Kirim 30 Guru ke Australia
Tahap akhir dalam persiapan peluncuran deep learning adalah melakukan pelatihan kepada guru. Kemendikdasmen telah menyeleksi 30 guru yang akan diberangkatkan ke Australia untuk menjadi pelatih deep learning nasional.
"Kami sudah menyeleksi guru-guru yang akan menjadi pelatih nasional. Ini berbasis seleksi ya, bukan penunjukan," kata Abdul Mu'ti kepada wartawan usai penutupan Konsolidasi Nasional Pendidikan Dasar dan Menengah, Rabu (30/4/2025).
Para guru yang akan menjadi pelatih nasional ini akan dikirim ke Australia untuk belajar di sekolah-sekolah Negeri Kanguru yang memang sudah menerapkan deep learning. Alasan mengapa Australia jadi negara tujuan belajar deep learning, karena Negeri Kanguru itu merupakan mitra diskusi Kemendikdasmen selama penyusunan naskah akademik.
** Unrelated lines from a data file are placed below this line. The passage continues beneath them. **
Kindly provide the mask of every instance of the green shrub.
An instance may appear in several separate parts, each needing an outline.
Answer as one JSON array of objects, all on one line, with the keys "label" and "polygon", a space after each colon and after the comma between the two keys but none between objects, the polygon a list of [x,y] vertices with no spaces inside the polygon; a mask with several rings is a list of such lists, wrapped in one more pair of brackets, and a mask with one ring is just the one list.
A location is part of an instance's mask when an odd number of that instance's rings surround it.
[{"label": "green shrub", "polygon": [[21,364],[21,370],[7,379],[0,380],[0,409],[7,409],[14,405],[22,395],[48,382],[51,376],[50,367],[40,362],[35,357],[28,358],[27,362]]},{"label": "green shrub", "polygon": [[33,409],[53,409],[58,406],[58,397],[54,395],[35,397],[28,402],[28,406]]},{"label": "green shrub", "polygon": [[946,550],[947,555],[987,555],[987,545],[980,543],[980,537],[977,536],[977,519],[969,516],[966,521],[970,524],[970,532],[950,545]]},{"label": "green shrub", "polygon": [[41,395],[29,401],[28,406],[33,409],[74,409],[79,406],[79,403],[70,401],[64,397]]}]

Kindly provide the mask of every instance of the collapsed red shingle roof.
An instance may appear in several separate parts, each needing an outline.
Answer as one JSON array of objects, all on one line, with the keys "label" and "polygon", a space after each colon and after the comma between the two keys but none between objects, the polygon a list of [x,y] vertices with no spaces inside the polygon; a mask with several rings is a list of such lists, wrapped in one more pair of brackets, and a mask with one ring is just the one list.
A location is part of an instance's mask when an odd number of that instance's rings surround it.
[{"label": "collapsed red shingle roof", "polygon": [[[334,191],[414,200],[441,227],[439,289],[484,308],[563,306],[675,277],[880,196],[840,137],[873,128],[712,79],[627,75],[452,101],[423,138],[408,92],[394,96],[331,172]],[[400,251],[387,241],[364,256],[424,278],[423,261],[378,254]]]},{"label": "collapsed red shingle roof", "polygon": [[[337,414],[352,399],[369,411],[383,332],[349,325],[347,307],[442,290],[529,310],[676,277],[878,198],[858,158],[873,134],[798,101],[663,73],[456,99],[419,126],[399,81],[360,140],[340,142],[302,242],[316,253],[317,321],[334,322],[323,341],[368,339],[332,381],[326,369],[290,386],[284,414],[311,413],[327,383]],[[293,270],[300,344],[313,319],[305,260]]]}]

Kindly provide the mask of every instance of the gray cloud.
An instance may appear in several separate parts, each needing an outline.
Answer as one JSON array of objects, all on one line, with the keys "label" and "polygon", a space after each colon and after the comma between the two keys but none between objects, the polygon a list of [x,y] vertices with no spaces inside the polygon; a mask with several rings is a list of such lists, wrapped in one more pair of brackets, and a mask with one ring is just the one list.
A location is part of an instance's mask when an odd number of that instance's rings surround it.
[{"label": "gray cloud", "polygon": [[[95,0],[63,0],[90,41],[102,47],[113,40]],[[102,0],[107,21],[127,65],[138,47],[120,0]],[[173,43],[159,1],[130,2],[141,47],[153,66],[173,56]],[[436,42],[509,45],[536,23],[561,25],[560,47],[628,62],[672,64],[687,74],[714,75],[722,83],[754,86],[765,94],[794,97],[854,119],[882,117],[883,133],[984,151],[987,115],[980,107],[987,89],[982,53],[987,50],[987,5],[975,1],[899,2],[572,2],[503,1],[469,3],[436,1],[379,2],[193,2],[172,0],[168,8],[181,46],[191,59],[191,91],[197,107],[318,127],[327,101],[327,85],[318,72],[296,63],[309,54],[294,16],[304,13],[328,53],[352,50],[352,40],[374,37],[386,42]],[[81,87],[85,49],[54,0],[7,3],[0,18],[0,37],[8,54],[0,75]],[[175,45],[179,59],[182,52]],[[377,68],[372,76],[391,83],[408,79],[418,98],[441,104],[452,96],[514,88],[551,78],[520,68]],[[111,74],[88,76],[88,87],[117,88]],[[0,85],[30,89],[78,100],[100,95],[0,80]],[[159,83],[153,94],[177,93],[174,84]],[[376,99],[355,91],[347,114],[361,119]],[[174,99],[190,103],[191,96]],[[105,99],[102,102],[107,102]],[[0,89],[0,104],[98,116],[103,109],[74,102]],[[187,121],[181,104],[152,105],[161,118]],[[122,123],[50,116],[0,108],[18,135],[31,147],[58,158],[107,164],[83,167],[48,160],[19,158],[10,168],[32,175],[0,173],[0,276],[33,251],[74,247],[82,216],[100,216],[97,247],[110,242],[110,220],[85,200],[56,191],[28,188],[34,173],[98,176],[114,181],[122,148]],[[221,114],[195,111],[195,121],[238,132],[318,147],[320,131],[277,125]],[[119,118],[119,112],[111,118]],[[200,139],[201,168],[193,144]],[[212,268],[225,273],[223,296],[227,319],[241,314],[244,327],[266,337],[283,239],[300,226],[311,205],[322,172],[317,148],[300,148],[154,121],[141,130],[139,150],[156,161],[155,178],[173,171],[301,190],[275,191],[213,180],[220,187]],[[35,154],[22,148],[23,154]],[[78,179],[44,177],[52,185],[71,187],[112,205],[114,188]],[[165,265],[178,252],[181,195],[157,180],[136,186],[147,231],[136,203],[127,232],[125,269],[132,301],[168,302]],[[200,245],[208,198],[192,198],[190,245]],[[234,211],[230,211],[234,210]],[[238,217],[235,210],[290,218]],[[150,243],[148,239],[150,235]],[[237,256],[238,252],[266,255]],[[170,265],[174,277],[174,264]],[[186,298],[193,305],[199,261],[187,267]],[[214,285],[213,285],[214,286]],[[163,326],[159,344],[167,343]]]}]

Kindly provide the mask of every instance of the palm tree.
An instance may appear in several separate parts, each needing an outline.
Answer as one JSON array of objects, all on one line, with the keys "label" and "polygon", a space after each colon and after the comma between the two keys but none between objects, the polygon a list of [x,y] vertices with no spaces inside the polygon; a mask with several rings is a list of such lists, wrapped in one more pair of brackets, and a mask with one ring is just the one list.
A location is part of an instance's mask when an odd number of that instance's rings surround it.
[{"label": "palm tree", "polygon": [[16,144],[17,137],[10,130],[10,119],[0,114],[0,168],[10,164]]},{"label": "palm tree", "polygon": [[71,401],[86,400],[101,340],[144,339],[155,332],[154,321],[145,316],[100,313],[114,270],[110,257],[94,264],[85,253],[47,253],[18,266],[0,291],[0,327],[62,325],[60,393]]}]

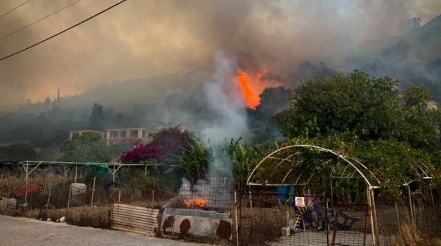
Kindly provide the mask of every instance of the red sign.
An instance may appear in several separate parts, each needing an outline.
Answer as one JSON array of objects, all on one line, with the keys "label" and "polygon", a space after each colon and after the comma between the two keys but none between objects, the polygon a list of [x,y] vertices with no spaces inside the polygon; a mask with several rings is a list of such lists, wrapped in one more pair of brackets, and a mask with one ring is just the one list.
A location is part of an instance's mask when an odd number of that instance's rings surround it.
[{"label": "red sign", "polygon": [[305,207],[305,197],[296,197],[296,207]]}]

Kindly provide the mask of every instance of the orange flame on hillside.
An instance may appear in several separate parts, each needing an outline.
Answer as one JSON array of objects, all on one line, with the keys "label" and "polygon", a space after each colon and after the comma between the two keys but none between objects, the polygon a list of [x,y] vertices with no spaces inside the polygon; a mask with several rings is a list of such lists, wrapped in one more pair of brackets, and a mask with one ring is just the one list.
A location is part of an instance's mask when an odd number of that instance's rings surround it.
[{"label": "orange flame on hillside", "polygon": [[[260,74],[257,74],[255,84],[258,83],[260,78]],[[256,106],[260,103],[260,98],[256,89],[250,87],[249,77],[245,72],[242,72],[240,76],[236,78],[237,82],[242,88],[242,96],[247,100],[247,105],[250,109],[256,109]]]}]

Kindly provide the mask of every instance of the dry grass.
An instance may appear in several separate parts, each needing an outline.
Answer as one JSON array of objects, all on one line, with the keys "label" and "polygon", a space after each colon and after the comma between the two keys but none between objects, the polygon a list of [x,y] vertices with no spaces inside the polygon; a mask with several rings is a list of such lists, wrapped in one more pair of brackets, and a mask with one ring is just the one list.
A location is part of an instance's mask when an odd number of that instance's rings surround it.
[{"label": "dry grass", "polygon": [[[95,228],[109,228],[109,210],[110,207],[94,207],[89,206],[70,208],[69,210],[58,209],[42,210],[39,217],[39,210],[29,210],[26,212],[26,216],[29,218],[47,220],[50,218],[52,221],[63,216],[66,217],[68,224],[78,226],[91,226]],[[38,217],[38,218],[37,218]]]},{"label": "dry grass", "polygon": [[[391,246],[441,246],[441,220],[440,212],[432,206],[414,208],[414,222],[406,207],[399,209],[400,224],[383,226],[381,232],[381,245]],[[396,212],[389,219],[397,222]]]}]

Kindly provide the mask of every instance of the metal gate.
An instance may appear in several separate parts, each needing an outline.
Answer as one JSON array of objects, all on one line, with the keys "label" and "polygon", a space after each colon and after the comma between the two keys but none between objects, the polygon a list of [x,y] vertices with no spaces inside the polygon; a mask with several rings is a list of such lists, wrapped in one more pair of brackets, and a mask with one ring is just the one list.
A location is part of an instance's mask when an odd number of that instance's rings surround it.
[{"label": "metal gate", "polygon": [[[298,201],[296,201],[298,199]],[[324,197],[243,194],[242,245],[371,245],[365,205],[336,205]]]}]

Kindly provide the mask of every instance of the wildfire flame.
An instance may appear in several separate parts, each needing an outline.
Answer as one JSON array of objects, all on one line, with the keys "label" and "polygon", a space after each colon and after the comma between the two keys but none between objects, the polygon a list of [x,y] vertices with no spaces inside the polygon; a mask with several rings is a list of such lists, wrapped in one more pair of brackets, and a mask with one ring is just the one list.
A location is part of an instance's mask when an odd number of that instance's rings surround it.
[{"label": "wildfire flame", "polygon": [[[268,74],[268,71],[264,69],[263,74]],[[260,81],[261,77],[260,73],[250,76],[245,71],[241,71],[236,77],[236,81],[242,89],[242,96],[246,100],[247,106],[252,109],[256,109],[256,107],[260,103],[259,95],[265,87],[279,86],[278,81],[268,79]]]},{"label": "wildfire flame", "polygon": [[202,198],[196,198],[196,199],[184,200],[184,203],[187,205],[187,208],[192,208],[194,206],[203,208],[207,204],[207,201]]},{"label": "wildfire flame", "polygon": [[[257,74],[256,82],[258,82],[260,78],[260,74]],[[242,72],[240,76],[236,78],[237,82],[240,85],[242,88],[242,96],[243,98],[247,100],[247,105],[250,109],[256,109],[256,106],[258,105],[260,102],[260,98],[256,92],[249,87],[249,78],[248,74],[245,72]]]}]

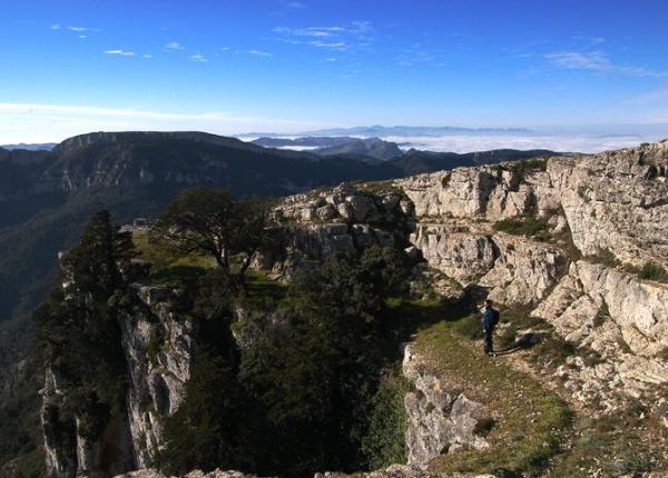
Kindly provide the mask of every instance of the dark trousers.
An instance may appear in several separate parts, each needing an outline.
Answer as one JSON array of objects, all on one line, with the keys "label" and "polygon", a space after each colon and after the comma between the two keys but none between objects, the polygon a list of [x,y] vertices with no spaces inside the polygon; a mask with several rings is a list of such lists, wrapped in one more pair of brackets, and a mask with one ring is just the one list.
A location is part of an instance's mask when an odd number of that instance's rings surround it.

"Mitra diskusi kami selama penyusunan naskah akademik kita itu ada dari Australia, Harvard University di Amerika dan Ontario, Kanada. Nah nanti mereka akan berangkat ke Australia untuk melihat bagaimana praktek deep learning itu," ujarnya.
Pelatihan deep learning ke Australia akan berjalan selama satu minggu. Setiap satu minggu akan ada 15 pelatih nasional yang berangkat ke Australia. Sedangkan Kemendikdasmen sendiri akan mengirim dua batch pelatih nasional.
"Satu batch, masing-masing 15 (orang). Berarti ada 30 (orang). Satu batch itu 15 orang di sana satu minggu. Kemudian batch kedua 15 orang di sana satu minggu," bebernya.
"Ini pelatihan nasional. Jadi kalau 30 kan teorinya cukup ya. Kemudian nanti kita akan adakan pelatihan tingkat provinsi. Pelatih provinsi akan melatih tingkat daerah. Daerah nanti akan melatih guru-guru di Musyawarah Guru Mata Pelajaran (MGMP) yang diselenggarakan oleh guru-guru tiap daerah," sambung Mu'ti.
Batch pertama direncanakan berangkat ke Australia pada 25 Mei 2025 mendatang. Mereka tidak akan mendapat materi teori di Australia hanya observasi ke sekolah yang sudah melaksanakan deep learning.